Key Terms

Anti-Black Racism:  Racism directed exclusively  towards Black people and only experienced by Black people. It is Racism, created by  white supremacy that fulfils the concepts they created like the racial hierarchy order that sees Black positioned furthest away from White people and exclusively punished for being Black. 

Anti-Blackness: A culture and dislike of Black people that is rooted in Anti- Black Racism/ prejudice. It is a globalized issue and even people of color take part in it. 

Afro- Pessimism: Can be understood as “a lens of interpretation that accounts for civil society’s dependence on anti-black violence—a regime of violence that positions black people as internal enemies of civil society. Afro-pessimism describes the ongoing effects of racism, colonialism, rooted in the  historical processes of Trans-Atlantic slave trade and its ongoing impact on structural conditions as well as personal, subjective, and lived experience and embodied reality.

Garveyism: Garveyism is an aspect of Pan- Africanism and internationalism that refers to the economic, racial and political policies of UNIA-ACL founder Marcus Garvey. 

Pan- Africanism: Pan-Africanism (a.k.a Black Internationalism) is a worldwide movement that aims to encourage and strengthen bonds of solidarity between all indigenous and diaspora ethnic groups of African descent. At its core, pan-Africanism is a belief that "African people, both on the continent and in the diaspora, share not merely a common history, but a common destiny". Pan-Africanism is unity between Africans in the UK, Americas, the Caribbean and on the continent itself. 

Black Internationalism:  Black Liberation Struggles although situated mainly in specific localities are connected in some conscious way to an overarching notion of Black Liberation. At the core of Black Internationalism is the ideal of universal emancipation

Afrophobia: Afrophobia or Anti-African sentiment is a perceived fear and hatred of the cultures and peoples of Africa.

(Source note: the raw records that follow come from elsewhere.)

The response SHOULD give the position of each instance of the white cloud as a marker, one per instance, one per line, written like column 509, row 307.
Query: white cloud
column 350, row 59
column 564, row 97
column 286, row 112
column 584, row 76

Afrocentrism: is an approach to the study of world history that focuses on the history of people of African descent.

Afro-Centricity: Is a worldview that positions the Views and perscriptives on matters from a view informed by the African world experience rooted in our historiography as Africans. 

Colourism: the preferential treatment of lighter-skinned individuals compared with their darker-skinned counterparts.

Featurism: A form of eurocentric architectural design based around promoting and valuing certain facial features”. Society’s acceptance or preferring certain features over others (i.e. European features over perceived or common African features).

Hair Texture Discrimination : Curl pattern discrimination that sees hair that is perceived as  thicker to some or more closer texture to an Afro being seen as undesirable and being view negatively

Misogynoir : Misogynoir is misogyny directed towards black women where race and gender both play roles in bias. The term was coined by Moya Bailey, who created the term to address misogyny directed toward black women in American/ Western visual and popular culture

Afro-Futruism : Afrofuturism (coined by Mark Daley)  can be defined as the intersection of imagination, technology, the future and liberation” It is the philosophy and art of science fiction, and history that traverses across African Diaspora culture rooted in African cultures mixed with technology. It is a way of imagining possible futures through a black cultural lens outside the white narratives rooted in anti-blackness.

Wakandafication: Term by Jade Bentil. The mixing of African cultures together in a fictional way like in Wakanda,  to showcase African as one homogenous culture. This invalidates individual Black cultural production and feeds into the idea that Africa is one country.